Contigs can be sent to NCBI for a BLAST search by clicking the BLAST at NCBI button. Many contigs derived from known viruses or non-viral sources will be assembled. It is necessary to BLAST significant contigs to ensure they are novel.

Good Result

When a BLAST search is completed, a result table will be shown below the contig graphic. This table states the E-value, score, and identity of the viral sequences found on NCBI.

NCBI BLAST

The E-values, score, and identities in the BLAST results indicate high quality matches. Knowing this we can interpret that these contigs do not represent novel viral genomes. However, they do not exist in our reference database in Virtool because they were not eliminated during the initial subtraction step of the NuVs workflow.

This sample contains Phaseolus vulgaris endornavirus as an internal control introduced during nucleic acid extraction. This explains the identification of Phaseolus vulgaris alphaendornavirus 2 in the sample.

Another contig has the following BLAST results:

NCBI BLAST 2

The high E-value for the HMM match (0.39) indicates the capsid protein match is quite tenuous.

Additionally the BLAST results show that the contig is strongly related to Prunus dulcis (almond). The E-values for all accessions are zero and the scores and identities are relatively high.

This sample is from a Prunus host. The most likely source of this contig is the host genome.

This interpretation assumes that the Prunus dulcis sequences used to build the HMM reference are actually from the host. It is important to bear in mind that reference databases are not reliable and may contain viral nucleotide and protein sequences mis-annotated as originating from the host.

Suspicious Result

The result view below suggests a potential novel virus.

NCBI BLAST 4

The HMM match has a very low E-value of 5e-96 indicating a strong match.

The NCBI BLAST results suggest that this contig could represent a novel virus. There are significant BLAST hits to known viruses (eg. Nectarine marafivirus M), however the identities are low (0.73 - 0.76). This low identity suggests that this contig may represent a virus the is novel but significantly dissimilar to related known viruses.

Additionally, this sample is isolated from a Prunus host and Nectarine marafivirus M is not known to infect Prunus species. Because the size of the sequence is large (6382 bp) it is worth assembling to discover more about the viral genome.

Non-viral Result

This contig represents likely bacterial contamination from the field or laboratory:

NCBI BLAST 6

The BLAST results for this contig show hits for several bacterial species all with identities 1.00. Based on their scores, they are all very similar matches. Knowing that these bacterial species are not commonly found in plants, specifically in Malus, this is most likely a case of contamination.

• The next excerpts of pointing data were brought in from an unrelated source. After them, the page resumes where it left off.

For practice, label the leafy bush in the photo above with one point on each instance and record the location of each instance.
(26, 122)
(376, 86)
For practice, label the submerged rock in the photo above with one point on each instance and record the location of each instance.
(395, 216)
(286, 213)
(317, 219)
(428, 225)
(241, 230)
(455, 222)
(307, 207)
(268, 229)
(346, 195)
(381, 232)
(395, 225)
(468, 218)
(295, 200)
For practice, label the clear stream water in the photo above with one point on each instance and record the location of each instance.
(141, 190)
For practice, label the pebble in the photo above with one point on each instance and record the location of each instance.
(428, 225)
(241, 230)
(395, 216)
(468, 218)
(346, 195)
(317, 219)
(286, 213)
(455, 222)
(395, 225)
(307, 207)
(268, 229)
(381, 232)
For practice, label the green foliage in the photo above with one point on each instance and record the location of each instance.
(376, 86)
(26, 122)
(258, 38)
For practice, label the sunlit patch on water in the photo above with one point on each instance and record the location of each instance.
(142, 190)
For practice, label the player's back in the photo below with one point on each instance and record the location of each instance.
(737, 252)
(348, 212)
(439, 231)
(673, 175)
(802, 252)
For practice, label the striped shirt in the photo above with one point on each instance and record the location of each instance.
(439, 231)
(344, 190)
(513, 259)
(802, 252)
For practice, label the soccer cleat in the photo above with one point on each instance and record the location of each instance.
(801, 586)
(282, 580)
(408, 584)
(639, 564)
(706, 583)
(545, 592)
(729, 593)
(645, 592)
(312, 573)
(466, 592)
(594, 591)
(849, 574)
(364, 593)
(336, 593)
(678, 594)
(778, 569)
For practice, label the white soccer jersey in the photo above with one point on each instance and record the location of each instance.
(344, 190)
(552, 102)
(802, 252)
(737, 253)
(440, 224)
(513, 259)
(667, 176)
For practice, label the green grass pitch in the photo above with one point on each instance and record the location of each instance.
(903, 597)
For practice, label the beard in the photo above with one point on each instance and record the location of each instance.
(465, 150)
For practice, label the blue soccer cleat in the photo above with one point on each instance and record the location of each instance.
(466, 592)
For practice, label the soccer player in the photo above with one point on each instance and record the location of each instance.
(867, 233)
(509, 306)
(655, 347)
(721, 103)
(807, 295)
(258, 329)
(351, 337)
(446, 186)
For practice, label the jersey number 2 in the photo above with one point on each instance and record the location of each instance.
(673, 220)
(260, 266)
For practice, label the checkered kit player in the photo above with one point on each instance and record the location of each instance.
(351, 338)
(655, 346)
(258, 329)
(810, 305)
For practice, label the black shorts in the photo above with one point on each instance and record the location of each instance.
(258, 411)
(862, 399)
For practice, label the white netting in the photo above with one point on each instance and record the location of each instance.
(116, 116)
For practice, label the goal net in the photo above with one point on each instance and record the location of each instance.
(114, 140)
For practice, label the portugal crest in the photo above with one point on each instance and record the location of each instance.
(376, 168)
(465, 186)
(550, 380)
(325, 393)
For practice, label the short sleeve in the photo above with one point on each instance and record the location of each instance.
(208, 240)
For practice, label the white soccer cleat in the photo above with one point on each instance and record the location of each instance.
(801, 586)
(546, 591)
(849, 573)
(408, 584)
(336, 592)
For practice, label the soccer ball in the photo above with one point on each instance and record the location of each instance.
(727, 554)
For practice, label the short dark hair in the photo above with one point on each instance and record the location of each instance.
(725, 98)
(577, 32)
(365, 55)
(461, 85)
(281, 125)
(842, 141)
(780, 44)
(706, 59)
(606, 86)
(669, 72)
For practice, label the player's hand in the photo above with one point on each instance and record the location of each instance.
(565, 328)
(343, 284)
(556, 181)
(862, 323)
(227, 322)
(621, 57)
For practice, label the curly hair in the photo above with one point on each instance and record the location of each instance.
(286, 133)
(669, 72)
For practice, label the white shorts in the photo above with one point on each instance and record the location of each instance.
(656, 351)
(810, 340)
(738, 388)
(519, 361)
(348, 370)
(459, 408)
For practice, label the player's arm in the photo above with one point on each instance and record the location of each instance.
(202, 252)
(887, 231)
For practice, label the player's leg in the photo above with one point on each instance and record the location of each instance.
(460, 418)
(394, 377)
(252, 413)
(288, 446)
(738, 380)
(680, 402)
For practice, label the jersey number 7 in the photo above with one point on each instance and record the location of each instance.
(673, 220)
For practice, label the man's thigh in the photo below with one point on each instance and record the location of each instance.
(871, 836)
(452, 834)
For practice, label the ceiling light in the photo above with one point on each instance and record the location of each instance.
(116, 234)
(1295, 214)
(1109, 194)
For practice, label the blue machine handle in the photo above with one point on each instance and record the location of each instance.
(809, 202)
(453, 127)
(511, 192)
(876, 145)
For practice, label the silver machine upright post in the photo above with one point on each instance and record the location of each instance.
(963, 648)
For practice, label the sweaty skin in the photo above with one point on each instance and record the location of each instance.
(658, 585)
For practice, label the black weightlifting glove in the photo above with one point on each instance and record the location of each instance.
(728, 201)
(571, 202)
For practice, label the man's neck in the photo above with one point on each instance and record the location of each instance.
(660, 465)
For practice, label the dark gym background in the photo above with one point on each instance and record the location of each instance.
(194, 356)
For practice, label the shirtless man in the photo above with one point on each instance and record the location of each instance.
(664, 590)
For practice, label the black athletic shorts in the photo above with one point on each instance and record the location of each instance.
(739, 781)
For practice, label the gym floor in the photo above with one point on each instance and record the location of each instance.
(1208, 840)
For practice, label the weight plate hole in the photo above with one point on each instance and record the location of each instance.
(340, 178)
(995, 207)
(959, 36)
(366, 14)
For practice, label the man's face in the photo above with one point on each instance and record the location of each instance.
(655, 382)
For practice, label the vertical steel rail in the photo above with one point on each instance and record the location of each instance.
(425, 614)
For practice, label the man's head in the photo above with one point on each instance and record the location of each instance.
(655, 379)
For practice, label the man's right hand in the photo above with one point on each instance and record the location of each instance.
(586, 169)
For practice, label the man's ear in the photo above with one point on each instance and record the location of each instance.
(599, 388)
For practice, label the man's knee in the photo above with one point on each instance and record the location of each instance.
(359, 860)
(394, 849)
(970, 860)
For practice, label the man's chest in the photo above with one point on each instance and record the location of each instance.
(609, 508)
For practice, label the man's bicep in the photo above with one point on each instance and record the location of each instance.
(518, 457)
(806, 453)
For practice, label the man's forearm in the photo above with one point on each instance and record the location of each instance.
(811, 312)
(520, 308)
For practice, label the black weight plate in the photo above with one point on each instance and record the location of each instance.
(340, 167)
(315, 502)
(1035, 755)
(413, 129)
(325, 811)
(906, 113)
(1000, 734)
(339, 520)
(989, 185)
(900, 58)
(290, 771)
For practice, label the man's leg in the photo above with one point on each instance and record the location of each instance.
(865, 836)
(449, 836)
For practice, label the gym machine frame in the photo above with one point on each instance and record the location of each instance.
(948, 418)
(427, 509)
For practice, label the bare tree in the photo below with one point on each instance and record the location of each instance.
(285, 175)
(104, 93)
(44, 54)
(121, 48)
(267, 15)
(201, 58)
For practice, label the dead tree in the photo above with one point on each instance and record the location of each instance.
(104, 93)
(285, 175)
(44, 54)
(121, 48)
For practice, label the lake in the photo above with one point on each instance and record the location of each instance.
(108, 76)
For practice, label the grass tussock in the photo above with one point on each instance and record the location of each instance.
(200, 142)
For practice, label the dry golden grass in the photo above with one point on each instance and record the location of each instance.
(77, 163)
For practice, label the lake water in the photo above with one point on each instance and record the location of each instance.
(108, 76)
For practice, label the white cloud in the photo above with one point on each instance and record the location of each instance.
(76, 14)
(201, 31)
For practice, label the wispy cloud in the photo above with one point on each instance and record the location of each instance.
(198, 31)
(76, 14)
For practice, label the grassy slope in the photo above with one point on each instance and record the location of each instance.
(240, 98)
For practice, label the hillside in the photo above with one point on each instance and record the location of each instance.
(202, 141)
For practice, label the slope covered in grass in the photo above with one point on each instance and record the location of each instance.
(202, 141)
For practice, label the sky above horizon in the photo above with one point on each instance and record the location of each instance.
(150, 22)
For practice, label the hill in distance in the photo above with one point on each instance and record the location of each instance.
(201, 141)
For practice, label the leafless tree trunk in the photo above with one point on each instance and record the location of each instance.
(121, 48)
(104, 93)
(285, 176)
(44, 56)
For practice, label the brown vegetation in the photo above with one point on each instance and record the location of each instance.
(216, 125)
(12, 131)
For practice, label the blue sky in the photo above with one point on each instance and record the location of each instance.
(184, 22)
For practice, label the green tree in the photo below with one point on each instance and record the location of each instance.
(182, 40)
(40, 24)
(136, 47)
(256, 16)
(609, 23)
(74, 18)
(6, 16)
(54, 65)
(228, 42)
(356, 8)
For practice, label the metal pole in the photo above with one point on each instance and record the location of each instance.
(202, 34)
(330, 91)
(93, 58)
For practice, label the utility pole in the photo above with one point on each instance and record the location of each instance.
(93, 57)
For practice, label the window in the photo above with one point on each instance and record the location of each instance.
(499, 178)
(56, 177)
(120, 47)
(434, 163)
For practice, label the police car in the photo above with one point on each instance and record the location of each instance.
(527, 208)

The following contig demonstrates contamination from a lab technician or field collector:

NCBI BLAST 6

The E-value for the HMM match is very weak indicating that the annotation is very unreliable.

Further, the BLAST results for this contig reveal strong matches to Homo sapiens (human) and Pan troglodytes (chimpanzee). Given this information, this is very likely a case of human contamination.

Next Steps

If a suspicious result is found during interpretation of NuVs results, it is important to further characterize the sequence using other bioinformatic tools and the help of a bioinformatician. NuVs makes a best effort to detect potential novel viral sequences in an automated manner. Further manual work is almost always required to produce a full-length genome sequence.

In the common case that new variants of known viruses are found, adding them to a virus reference in Virtool will be beneficial for future runs using Pathoscope. Doing so will save time analyzing data as more sequence information will be available and will also present users with more accurate results.